Ce versement vaudra règlement définitif de l'affaire.
A défaut de règlement dans ledit délai, le Gouvernement s'engage
à verser, à compter de l'expiration de celui-ci et jusqu'au
règlement effectif de la somme en question, un intérêt simple
à un taux égal à celui de la facilité de prêt marginal de
la Banque Centrale Européenne, augmenté de trois points de pourcentage. »
Le
26 novembre 2003, la Cour a reçu de la requérante la déclaration
suivante :
« Je
note que le gouvernement roumain est prêt à me verser la somme de
5 830 EUR (cinq mille huit cent trente euros) au titre du préjudice
matériel et moral, ainsi que pour frais et dépens, en vue d'un règlement
amiable de l'affaire ayant pour origine la requête susmentionnée pendante
devant la Cour européenne des droits de l'homme.
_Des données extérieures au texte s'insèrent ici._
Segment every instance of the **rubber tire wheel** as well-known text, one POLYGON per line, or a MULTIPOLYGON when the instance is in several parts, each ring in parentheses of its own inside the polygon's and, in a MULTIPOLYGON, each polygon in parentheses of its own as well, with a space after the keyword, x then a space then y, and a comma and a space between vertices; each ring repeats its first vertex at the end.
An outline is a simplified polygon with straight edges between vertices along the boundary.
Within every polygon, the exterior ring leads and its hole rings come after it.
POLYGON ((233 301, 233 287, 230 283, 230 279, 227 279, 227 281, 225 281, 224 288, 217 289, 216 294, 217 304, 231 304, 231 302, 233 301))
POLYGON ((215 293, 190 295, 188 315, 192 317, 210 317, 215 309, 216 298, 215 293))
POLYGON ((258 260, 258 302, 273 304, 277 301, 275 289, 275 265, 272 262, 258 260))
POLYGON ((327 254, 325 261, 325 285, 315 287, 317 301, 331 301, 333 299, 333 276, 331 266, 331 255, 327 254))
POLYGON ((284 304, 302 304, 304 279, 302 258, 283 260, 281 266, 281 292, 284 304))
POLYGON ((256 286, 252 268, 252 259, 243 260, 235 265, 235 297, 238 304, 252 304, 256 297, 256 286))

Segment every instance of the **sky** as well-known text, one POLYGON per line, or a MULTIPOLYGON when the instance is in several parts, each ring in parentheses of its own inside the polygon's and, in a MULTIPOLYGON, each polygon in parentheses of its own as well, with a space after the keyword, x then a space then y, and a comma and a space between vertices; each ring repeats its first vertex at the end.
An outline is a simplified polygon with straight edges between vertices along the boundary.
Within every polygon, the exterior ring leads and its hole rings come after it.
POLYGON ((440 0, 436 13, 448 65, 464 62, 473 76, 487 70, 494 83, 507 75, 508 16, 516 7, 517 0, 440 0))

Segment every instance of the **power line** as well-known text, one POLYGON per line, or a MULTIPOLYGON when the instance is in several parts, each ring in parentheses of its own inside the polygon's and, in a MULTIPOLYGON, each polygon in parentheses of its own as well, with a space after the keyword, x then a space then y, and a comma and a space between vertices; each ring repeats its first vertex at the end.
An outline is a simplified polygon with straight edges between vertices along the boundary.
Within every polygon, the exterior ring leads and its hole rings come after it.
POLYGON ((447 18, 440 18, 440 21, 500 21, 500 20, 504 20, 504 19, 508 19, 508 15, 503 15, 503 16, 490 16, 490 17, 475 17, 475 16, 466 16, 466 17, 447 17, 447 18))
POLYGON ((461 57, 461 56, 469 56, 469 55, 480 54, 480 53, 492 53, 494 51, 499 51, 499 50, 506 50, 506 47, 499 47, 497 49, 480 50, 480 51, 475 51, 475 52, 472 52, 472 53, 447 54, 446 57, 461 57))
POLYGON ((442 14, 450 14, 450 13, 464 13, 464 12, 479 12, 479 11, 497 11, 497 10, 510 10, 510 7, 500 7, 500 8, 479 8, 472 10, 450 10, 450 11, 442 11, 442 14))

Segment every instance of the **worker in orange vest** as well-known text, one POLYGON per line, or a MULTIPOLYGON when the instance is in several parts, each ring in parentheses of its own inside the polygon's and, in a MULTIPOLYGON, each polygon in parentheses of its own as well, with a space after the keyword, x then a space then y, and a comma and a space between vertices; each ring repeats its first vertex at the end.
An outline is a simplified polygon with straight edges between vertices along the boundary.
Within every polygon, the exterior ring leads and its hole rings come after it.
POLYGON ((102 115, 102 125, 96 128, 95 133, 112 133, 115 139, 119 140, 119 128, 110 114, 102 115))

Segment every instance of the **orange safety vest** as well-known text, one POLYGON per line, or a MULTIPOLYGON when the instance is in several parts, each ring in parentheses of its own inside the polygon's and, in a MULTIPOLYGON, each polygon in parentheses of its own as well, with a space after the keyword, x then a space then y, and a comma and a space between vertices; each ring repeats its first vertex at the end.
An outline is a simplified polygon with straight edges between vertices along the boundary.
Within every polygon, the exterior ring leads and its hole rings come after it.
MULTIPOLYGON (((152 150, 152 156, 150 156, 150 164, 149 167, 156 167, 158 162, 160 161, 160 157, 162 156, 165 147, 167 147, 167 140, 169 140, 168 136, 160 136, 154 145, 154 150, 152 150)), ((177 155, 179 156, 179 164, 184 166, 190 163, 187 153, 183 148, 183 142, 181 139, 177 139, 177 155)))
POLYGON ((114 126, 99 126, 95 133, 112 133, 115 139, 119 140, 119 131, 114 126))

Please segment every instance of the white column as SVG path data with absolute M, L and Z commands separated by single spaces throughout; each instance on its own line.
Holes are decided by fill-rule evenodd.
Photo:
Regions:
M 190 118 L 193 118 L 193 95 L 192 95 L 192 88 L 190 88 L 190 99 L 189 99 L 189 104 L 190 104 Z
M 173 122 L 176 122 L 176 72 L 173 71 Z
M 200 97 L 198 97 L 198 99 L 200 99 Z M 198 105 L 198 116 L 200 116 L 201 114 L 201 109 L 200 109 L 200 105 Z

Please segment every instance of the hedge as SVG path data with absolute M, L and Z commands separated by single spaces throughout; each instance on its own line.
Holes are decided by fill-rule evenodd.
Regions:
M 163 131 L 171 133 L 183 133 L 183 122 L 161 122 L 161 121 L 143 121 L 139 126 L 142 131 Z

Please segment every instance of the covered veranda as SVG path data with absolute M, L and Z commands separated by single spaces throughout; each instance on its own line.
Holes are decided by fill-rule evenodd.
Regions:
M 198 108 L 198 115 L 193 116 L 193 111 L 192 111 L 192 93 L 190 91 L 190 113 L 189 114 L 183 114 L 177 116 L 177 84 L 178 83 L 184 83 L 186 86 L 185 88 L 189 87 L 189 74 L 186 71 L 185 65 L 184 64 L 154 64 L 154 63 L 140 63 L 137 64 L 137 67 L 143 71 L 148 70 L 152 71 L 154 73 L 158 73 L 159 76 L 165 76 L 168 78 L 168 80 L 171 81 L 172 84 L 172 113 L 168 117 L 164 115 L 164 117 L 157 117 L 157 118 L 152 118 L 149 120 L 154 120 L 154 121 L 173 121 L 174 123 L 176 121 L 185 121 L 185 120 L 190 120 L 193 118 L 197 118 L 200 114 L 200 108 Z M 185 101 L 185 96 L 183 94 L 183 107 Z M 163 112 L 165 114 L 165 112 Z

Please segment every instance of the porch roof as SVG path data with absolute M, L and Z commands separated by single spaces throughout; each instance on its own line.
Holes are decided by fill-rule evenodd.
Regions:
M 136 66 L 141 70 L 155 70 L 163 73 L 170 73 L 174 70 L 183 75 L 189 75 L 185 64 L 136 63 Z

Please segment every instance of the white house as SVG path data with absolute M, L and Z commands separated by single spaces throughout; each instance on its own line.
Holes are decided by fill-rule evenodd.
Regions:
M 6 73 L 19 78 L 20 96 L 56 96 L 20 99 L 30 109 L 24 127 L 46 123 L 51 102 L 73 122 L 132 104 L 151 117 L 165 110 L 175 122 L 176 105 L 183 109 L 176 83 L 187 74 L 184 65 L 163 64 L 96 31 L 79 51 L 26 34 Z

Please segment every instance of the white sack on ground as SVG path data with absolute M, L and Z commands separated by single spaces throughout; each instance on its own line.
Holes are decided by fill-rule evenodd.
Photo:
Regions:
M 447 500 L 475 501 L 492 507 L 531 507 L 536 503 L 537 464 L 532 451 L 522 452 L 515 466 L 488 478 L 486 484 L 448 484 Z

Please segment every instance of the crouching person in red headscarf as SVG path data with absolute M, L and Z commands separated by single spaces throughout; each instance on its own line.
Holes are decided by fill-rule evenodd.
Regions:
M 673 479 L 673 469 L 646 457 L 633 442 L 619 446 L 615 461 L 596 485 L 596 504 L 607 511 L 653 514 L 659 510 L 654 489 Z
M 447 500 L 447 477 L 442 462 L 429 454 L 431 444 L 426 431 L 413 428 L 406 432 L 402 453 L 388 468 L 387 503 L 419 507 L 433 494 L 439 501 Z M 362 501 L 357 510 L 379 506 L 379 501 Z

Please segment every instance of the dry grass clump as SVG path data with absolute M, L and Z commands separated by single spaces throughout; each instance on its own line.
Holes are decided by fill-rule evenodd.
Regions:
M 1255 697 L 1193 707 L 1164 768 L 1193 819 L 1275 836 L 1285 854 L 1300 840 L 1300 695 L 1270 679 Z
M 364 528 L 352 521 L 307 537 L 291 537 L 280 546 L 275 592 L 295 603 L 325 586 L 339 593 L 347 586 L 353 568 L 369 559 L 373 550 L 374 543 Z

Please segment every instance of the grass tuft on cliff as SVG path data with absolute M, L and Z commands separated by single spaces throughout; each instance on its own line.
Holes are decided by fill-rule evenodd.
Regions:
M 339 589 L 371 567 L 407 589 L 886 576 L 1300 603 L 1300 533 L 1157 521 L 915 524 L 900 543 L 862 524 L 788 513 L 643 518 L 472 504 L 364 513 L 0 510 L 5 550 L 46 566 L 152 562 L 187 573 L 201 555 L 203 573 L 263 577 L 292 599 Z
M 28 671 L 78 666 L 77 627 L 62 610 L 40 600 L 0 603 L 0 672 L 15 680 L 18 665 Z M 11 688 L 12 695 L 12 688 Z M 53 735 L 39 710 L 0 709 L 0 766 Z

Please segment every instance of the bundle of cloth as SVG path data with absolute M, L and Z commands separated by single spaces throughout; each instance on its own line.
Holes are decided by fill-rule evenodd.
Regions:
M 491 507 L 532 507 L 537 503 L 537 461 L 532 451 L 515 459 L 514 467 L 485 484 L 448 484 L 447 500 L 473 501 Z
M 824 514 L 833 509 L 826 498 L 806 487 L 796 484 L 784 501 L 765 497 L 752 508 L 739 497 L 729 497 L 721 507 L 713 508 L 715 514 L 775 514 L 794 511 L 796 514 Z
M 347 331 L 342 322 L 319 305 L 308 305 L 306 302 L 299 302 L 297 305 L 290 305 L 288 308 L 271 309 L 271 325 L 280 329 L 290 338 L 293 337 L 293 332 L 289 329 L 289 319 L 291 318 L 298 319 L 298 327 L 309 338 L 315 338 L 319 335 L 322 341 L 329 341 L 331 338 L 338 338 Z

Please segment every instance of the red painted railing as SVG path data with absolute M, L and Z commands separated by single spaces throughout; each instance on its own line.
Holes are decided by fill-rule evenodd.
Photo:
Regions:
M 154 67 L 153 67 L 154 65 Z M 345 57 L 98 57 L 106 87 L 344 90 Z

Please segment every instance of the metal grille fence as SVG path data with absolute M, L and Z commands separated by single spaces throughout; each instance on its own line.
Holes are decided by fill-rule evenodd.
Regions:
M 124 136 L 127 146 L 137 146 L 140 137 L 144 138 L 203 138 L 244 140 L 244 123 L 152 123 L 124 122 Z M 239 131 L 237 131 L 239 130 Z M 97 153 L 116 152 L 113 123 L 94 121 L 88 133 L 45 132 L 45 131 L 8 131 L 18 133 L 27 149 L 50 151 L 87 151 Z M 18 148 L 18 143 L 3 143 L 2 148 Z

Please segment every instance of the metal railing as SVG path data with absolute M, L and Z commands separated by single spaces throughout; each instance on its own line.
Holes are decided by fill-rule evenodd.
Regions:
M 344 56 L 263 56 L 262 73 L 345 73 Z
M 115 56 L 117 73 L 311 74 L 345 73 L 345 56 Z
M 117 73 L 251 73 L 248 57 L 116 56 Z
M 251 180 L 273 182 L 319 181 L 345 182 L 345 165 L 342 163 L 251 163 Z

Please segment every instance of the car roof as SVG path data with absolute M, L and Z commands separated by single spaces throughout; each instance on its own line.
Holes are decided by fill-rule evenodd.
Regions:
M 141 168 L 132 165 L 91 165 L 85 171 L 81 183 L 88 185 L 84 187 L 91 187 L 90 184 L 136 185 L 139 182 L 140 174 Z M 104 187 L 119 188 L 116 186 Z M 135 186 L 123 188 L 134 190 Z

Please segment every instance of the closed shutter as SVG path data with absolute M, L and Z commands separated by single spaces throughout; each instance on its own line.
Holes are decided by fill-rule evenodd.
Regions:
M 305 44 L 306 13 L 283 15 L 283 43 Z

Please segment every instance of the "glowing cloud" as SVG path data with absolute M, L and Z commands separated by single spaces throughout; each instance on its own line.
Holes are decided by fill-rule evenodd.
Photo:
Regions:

J'accepte cette proposition
et
renonce par ailleurs à toute autre prétention
à l'encontre de la Roumanie à propos des faits à l'origine
de ladite requête.
Je déclare l'affaire définitivement
réglée.
La présente déclaration s'inscrit dans le cadre du
règlement amiable auquel le Gouvernement
et
moi-même sommes parvenus. »
La
Cour prend acte du règlement amiable auquel sont parvenues les parties
(article 39 de la Convention). Elle
est
assurée que ce
règlement s'inspire du respect des droits de l'homme tels que les
reconnaissent la Convention ou ses Protocoles (articles 37 § 1
in fine
de la Convention et 62 § 3 du règlement).
Partant,
il
convient de rayer l'affaire du rôle.
PAR CES MOTIFS, LA COUR, À L'UNANIMITÉ,
1.
Décide
de rayer l'affaire du
rôle ;
2.
Prend
acte
de l'engagement implicite des parties de ne pas demander le renvoi de
l'affaire à la Grande Chambre.
Fait en français, puis communiqué par écrit le 10 février 2004 en application
de l'article 77 §§ 2 et 3 du règlement.